The Wikimedia Foundation has confirmed that human traffic to Wikipedia fell by 8% over the past year. Marshall Miller, a senior director at the foundation, revealed in a blog post that the drop became clear after Wikipedia upgraded its bot detection systems. The update showed that much of the surge in traffic during May and June came from bots built to evade detection.
Miller points to two main causes: the rise of AI-driven search results and the growing dominance of social media as an information source. “Search engines are increasingly using generative AI to provide answers directly to searchers rather than linking to sites like ours,” he wrote. Younger audiences, he added, are now turning to social video platforms instead of the open web.
While Google disputes that its AI summaries hurt site traffic, Miller says the trend still poses risks. Fewer visits could mean fewer volunteer editors to update pages and fewer donations to keep Wikipedia running.

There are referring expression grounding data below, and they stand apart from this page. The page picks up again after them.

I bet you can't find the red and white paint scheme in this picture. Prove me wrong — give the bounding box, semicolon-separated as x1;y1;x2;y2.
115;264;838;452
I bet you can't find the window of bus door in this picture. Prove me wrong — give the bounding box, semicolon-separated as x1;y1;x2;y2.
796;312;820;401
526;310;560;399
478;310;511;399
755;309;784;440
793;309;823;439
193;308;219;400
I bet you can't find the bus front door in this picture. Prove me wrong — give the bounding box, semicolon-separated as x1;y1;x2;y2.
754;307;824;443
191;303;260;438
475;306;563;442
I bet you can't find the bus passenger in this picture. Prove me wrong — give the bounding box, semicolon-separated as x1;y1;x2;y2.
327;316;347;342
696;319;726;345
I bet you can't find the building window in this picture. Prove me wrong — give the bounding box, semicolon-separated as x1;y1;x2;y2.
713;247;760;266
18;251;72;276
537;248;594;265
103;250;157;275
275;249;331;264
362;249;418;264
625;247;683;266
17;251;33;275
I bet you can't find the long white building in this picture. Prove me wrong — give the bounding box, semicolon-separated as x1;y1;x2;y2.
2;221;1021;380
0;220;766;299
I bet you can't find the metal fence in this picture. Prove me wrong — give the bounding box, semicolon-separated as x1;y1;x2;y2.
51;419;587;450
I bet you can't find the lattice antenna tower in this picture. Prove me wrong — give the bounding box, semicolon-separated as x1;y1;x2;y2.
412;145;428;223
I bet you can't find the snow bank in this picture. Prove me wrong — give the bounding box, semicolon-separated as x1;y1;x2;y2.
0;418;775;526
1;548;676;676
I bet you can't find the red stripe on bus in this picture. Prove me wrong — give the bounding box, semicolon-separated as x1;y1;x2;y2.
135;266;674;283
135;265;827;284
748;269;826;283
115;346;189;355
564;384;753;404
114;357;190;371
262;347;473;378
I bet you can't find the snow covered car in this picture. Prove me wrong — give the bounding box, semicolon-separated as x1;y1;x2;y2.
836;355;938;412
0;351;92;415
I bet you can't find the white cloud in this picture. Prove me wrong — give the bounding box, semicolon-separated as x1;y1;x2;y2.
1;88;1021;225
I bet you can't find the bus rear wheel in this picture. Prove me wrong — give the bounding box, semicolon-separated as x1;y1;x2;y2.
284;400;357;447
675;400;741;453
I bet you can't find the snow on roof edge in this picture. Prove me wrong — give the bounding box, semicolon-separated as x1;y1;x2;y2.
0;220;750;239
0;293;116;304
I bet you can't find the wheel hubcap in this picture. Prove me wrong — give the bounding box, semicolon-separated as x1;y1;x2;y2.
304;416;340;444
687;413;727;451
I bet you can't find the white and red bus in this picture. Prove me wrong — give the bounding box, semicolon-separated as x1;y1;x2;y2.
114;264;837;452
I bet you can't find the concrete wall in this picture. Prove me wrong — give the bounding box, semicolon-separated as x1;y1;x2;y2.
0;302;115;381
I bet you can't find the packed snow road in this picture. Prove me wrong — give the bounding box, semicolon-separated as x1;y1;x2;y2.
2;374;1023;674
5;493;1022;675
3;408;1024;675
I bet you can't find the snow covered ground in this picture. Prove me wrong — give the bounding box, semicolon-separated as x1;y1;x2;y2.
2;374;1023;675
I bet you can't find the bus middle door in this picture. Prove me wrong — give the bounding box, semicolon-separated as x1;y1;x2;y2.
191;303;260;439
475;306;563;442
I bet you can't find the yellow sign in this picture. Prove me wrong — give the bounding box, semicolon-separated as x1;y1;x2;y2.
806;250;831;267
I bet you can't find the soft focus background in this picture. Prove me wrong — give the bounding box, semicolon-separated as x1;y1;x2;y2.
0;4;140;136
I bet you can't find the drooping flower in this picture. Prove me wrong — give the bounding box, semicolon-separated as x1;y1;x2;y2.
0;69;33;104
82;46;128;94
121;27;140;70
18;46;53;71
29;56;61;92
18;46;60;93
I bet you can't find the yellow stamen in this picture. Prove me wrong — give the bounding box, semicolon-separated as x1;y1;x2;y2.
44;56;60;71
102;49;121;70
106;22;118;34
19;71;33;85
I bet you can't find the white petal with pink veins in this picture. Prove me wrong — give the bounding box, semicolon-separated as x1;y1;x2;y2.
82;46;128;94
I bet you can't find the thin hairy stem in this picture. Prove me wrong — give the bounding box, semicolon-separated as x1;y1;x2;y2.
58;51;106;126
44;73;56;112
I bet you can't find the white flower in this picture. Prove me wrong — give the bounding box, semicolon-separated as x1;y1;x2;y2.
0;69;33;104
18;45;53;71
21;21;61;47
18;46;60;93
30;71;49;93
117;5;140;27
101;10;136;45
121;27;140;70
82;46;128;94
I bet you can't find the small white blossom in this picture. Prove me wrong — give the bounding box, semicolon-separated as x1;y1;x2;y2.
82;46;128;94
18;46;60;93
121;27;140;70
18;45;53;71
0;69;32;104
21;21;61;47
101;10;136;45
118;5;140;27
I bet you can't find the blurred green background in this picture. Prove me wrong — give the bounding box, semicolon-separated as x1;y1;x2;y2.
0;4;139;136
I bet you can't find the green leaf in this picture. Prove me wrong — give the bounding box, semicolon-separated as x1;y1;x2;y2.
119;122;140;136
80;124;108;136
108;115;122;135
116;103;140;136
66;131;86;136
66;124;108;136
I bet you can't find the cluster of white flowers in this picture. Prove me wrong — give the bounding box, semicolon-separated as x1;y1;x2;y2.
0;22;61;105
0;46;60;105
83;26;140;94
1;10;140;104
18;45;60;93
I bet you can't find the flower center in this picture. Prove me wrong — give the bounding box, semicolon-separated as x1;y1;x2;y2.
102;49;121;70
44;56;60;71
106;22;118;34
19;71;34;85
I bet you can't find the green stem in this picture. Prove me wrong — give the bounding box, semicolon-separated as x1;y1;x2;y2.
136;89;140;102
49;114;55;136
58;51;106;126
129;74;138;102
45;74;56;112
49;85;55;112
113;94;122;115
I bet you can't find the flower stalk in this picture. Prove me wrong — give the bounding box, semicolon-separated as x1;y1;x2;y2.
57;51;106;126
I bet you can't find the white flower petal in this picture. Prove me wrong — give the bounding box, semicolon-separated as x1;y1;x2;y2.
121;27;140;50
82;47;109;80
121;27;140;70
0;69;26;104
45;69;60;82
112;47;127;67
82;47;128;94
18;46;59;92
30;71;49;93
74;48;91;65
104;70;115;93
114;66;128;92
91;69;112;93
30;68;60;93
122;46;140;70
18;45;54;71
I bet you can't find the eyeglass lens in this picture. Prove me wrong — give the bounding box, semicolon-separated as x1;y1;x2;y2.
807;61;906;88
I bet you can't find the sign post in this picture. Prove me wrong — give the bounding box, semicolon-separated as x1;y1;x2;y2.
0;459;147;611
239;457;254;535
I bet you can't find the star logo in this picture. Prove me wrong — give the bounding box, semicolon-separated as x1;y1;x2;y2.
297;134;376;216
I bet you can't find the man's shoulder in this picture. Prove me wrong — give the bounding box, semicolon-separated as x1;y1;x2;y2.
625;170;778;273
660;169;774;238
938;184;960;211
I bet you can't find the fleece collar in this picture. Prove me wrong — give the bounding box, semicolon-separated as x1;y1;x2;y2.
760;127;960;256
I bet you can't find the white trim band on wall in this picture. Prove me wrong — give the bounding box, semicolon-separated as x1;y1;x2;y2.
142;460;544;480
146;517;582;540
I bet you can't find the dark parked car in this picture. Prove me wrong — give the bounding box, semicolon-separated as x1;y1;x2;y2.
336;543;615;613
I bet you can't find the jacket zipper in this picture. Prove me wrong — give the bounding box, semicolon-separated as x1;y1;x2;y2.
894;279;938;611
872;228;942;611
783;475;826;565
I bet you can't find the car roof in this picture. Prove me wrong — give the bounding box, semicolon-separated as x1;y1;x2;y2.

He argues that while knowledge from Wikipedia still circulates widely—often powering AI summaries—users are becoming less aware of its origins. The foundation now wants AI and social media companies to actively direct users back to Wikipedia.
To counter the decline, Wikipedia is working on a new content attribution framework and has teams focused on reaching new readers. Miller urged people to support human-curated knowledge by checking citations and acknowledging the volunteers who keep the world’s largest encyclopedia alive.